Currencies around the world are traded against each other at all times, the foreign exchange market is open 24 hours a day, 6 days a week. In global forex trading, it is impossible to manipulate the market. For this reason, the forex market is often referred to as “the most perfect market”.

Retail clients trade through a forex broker. These brokers act as the link between the traders and the banks that run the trades. Therefore, a trader neither buys a particular currency nor does he make a trade himself. All he has to do is determine his decision regarding the currency pair, whether it will rise or fall.

In addition, the foreign exchange market operates in a decentralized environment in which all trades are conducted electronically. Unlike the companies listed on the New York Stock Exchange, there is no specific location for trading or registering forex. The decentralized nature of Forex means that there is no one overseeing the trading process and how it works.

Interpretation of the currency pair

Forex traders are experimenting with trading a currency pair, with the first currency called the base currency and the second currency called the counter currency. The base currency is, for example, the currency pair USD / JPY, short for US dollars (USD), while the yen (JPY) is the counter currency. The price of the currency pair is included in the price list, the Japanese yen means that if the price is quoted at 106.92 US dollars, 1 dollar in JPY is 106.92.

In addition to the currency pairs, two prices are always listed. The bid price is the price at which traders buy the base currency against the secondary currency, while the ask price is the price at which traders sell the base currency against the counter currency. The difference between the bid and ask prices is known as the pips spread, which is measured in pips and represents the cost of opening a new position. For example, for the USD / JPY currency pair, if the bid rate is 106.840 and the ask rate is 106.855, the cost of opening a position on that pair is 015 pips.

Trading the borrowed amount of money to buy a financial bond “margin” and money management

The margin requirement is the minimum amount required to open a position in a trading account. The value of currency pairs in Forex is calculated in points, the value of which is equal to one part of a hundred. Traders can increase the value of their accounts to amounts in excess of the required margin amount. The leverage is between 100: 1, which means that a trader can trade up to $ 100 for every dollar in their account. The value is up to 400: 1, which means that a trader can trade up to $ 400 for every dollar in their account.
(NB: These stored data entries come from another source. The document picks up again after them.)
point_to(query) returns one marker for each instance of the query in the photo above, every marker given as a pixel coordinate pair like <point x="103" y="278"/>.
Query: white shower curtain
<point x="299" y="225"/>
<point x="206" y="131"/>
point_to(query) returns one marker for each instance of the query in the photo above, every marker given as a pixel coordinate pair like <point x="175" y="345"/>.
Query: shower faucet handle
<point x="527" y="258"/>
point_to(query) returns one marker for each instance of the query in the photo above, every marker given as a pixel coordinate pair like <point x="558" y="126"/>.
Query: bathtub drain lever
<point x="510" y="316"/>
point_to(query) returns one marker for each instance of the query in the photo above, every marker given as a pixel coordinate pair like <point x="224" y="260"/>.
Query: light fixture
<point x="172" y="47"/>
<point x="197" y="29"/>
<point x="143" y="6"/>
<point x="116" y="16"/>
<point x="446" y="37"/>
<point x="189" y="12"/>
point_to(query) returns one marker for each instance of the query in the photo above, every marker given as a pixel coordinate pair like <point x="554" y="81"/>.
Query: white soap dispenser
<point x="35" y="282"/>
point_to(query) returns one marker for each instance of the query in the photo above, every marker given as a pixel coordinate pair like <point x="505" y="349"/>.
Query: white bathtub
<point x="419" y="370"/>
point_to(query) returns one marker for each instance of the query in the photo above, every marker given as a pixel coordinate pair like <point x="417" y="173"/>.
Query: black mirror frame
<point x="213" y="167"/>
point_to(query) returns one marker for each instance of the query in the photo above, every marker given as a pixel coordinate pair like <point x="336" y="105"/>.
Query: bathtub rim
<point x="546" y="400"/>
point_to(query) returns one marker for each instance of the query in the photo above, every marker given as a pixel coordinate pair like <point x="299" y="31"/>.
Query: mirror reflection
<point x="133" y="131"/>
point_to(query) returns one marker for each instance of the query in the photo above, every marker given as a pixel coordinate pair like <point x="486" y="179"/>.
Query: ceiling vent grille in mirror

Leverage has both advantages and disadvantages. If you choose 100: 1 leverage, you can enter positions of up to $ 100,000 in an account as low as $ 1,000. This means that each point is 100 times its true value. This may or may not be in the interests of the trader, as the value of profits or losses increases as the value of the deal increases. Leverage can lead to rapid fluctuations in account margins, so the trader must choose an appropriate strategy to manageconsideration of his money. Making the right leverage decisions will ensure a trader’s long-term survival in the forex market.

Rollover and trading in interest rates

An effective mastery of the term rollover leads to its application to what is known as interest rate spread trading, which is an excellent way to add value to your trading range.

All trades in the Forex market are settled at 5:00 p.m. Eastern Time at the end of the trading period. Traders can take profit, rollover, or trade “next day”. This is done by simultaneously opening or closing trading transactions according to the value listed in the market regulations on the “new day”. When the trading process is complete, the funds of the currency pairs will be paid or withdrawn from the trader depending on the status of the transaction, whether it is a purchase or a sale.